Solarizing with heavy duty black contractors plastic is another good option, during the summer. The down side to that is that it also kills all the good living organisms in the soil, along with the seeds. The soil will need be replinished with that life by using good weed seed free compost and other organic matter. 

Lee


----------



## deaconjim (Oct 31, 2005)

Walk through the area and pull up as many of the plants as you can find, and bag them. Mow the area well. Do it with a string trimmer if it is a small enough area. Rake up all of the clippings and bag them for disposal. This will get rid of the latest seedheads. Till the area well, and give the rest of the seeds time to germinate. Before the new plants are big enough to produce seed, till again. Repeat this process as many times as you can before you plant your garden. This will deplete the supply of seed pods in your soil. Once the garden is established, be very vigilant about weeding. Don't let any new weeds mature enough to produce seed. 

It will be a slow, labor intensive process, but you will eventually get rid of them. I used this method to completely eradicate cockleburs from an 8 acre field that was overgrown with them. Over time, I learned to spot a cocklebur plant from all the way across the field and pull them up by hand before they could go to seed.


----------



## just_sawing (Jan 15, 2006)

Mow, vacuum Mow Vacum. The wood chippers on the marekt ahve a good suction for leafs. If you mow vacuum and water it will shoot the growth. Identifiy and eradicate. But if you do not remove the burrs they just sit dorment. When you have them under control till the top inch of soil and reseed what you want to grow.


----------



## motdaugrnds (Jul 3, 2002)

You have a choice of either get rid of ones bothering you now "or" get rid of every bur plant for an extended period of time.

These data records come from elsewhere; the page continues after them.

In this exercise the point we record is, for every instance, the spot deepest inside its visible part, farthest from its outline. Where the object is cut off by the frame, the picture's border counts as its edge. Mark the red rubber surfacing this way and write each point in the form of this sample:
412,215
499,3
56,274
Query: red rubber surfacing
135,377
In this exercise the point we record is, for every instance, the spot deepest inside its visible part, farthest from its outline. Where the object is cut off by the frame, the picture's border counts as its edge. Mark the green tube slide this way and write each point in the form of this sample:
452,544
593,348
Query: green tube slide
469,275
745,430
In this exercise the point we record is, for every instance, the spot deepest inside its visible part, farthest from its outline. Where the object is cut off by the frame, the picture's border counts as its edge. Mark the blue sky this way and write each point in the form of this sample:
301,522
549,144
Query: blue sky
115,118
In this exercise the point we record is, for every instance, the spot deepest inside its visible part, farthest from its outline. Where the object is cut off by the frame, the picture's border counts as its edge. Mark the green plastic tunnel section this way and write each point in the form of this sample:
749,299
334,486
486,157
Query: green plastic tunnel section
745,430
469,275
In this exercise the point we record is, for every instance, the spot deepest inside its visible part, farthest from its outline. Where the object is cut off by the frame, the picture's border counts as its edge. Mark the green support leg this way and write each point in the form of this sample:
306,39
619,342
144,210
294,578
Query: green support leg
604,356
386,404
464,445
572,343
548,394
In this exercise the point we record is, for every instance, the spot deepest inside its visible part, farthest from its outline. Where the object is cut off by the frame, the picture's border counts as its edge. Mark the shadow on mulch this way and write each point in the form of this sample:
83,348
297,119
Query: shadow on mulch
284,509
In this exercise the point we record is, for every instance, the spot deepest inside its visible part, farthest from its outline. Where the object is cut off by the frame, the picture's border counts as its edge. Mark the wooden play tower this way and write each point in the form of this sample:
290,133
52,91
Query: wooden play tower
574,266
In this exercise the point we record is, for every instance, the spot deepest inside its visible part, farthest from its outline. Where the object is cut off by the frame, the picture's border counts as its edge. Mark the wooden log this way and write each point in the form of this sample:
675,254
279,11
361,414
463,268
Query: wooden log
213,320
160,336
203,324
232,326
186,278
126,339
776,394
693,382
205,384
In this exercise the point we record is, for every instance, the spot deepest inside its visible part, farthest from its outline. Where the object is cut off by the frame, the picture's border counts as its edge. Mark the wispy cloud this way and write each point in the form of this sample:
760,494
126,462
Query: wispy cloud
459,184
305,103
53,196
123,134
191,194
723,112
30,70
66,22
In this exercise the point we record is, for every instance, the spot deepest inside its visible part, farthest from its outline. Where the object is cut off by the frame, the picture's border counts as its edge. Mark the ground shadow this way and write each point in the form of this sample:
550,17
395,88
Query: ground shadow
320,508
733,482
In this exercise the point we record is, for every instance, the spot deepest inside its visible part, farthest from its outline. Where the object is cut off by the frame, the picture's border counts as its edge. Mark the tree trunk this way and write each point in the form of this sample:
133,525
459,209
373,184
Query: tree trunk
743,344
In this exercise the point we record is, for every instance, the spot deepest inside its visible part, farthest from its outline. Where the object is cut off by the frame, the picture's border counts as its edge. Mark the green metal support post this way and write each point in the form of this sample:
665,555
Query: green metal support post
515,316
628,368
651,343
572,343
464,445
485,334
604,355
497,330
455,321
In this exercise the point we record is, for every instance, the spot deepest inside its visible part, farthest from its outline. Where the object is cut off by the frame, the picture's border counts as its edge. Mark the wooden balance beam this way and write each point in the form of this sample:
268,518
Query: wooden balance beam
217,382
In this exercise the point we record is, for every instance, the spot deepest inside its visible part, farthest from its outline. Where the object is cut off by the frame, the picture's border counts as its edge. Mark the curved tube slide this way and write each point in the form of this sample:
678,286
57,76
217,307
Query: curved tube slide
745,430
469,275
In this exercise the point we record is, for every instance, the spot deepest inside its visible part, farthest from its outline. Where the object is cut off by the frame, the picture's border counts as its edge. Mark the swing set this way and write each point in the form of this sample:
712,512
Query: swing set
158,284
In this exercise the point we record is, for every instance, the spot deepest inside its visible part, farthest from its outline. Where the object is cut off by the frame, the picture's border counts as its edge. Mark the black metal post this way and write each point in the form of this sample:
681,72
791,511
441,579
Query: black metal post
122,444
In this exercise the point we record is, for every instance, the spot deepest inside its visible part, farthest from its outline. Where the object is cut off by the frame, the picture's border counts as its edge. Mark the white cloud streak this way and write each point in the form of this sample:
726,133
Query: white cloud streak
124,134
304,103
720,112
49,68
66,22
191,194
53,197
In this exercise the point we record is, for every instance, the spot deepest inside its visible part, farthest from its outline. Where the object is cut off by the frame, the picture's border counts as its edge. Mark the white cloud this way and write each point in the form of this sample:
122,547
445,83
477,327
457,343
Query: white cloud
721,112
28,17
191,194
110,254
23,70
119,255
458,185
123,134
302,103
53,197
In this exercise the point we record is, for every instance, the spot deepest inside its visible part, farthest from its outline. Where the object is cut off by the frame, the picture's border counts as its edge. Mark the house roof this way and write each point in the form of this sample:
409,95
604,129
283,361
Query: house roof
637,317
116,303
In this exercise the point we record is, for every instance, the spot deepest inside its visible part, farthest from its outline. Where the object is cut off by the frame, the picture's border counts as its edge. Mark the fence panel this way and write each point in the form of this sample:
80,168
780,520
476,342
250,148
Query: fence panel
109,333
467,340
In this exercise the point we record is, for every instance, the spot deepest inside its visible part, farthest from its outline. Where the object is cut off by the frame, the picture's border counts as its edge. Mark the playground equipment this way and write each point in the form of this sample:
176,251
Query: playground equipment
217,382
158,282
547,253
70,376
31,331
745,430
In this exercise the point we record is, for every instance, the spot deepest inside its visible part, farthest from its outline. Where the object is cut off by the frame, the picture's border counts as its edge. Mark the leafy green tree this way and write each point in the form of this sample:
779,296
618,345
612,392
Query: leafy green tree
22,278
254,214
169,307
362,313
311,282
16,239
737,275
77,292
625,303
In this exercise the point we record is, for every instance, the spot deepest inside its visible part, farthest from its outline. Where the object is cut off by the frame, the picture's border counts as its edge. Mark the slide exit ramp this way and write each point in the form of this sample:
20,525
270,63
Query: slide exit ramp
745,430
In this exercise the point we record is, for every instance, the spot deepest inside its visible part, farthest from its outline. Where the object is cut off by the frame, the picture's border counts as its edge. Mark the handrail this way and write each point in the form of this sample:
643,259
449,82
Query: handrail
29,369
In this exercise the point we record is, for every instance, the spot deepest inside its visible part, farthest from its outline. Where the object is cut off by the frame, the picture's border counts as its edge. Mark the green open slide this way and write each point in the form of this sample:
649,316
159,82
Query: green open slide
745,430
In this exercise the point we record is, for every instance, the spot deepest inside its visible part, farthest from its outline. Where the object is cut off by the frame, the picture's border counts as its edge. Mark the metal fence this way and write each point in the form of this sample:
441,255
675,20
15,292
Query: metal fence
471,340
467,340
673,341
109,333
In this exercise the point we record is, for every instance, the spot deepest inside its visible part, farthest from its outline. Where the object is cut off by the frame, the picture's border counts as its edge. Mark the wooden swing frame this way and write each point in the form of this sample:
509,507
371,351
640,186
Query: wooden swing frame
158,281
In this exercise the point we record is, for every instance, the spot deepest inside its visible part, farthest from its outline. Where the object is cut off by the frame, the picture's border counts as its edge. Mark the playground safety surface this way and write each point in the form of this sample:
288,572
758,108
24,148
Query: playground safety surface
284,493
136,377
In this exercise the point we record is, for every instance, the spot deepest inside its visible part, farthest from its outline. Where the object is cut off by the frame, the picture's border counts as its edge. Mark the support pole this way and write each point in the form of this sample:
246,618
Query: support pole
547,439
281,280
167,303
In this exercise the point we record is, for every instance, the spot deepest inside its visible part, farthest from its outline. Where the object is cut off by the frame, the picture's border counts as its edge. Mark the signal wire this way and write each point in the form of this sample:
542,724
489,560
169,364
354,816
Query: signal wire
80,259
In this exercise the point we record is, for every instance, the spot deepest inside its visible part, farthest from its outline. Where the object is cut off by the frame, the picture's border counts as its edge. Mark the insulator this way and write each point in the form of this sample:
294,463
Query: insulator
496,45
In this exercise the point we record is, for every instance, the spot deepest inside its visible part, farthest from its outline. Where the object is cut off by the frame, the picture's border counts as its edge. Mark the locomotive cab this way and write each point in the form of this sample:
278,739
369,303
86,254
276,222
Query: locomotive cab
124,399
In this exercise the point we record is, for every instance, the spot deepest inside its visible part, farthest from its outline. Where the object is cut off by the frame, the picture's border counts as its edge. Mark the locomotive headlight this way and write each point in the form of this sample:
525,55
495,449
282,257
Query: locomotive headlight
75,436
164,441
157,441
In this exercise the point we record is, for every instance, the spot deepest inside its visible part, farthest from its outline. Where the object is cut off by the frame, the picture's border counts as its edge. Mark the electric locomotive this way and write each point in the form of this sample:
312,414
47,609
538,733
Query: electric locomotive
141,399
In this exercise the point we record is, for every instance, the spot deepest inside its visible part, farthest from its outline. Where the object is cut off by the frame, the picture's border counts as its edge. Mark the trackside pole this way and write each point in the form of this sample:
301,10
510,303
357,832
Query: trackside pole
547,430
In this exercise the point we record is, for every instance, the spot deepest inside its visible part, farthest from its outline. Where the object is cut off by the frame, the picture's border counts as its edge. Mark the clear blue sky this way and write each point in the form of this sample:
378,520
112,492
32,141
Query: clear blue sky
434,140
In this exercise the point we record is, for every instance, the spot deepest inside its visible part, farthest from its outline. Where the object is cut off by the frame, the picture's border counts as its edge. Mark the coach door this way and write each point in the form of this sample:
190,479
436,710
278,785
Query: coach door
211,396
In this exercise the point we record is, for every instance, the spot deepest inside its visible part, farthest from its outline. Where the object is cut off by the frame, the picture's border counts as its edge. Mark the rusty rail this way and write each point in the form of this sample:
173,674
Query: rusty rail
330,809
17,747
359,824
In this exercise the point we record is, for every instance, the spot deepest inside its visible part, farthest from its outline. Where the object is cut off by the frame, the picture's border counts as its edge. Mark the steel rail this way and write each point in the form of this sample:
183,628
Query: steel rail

Deaconjim is absolutely correct. Yes it would take time; however, in the long run (down the years), you will be glad you did it that way.


----------



## wy_white_wolf (Oct 14, 2004)

I would:

1. Burn the area
2. Till
3. Cover with straw and/or other materials to compost into the soil
4. Cover with Black plastic until spring
5. Till again

I am a little supprised no one has suggested trying a winter cover crop. I know very little about them but could be worth looking into.


----------



## TedH71 (Jan 19, 2003)

Was told by an old timer who was my landlord..he said fertilizing the land heavily will kill the burrs..he just didn't have the money to get it done on the 20 acres of land he was renting out to me. I miss that guy. He was 98 years old when we met and he had been at WWI and WWII and Korean war then after that, the military paid him to go to school and he became a teacher with a BA and MA (rare thing back then) and he had a deaf brother so he could sign with me. Bad thing was that his heart was so defective that when he walked too fast, his face would actually turn blue! He was on heart meds...I moved out of Clyde, TX so never knew if he made it to 100. Wouldn't be surprised if he did. He had goats and his goats ate up all the burrs on his land.


----------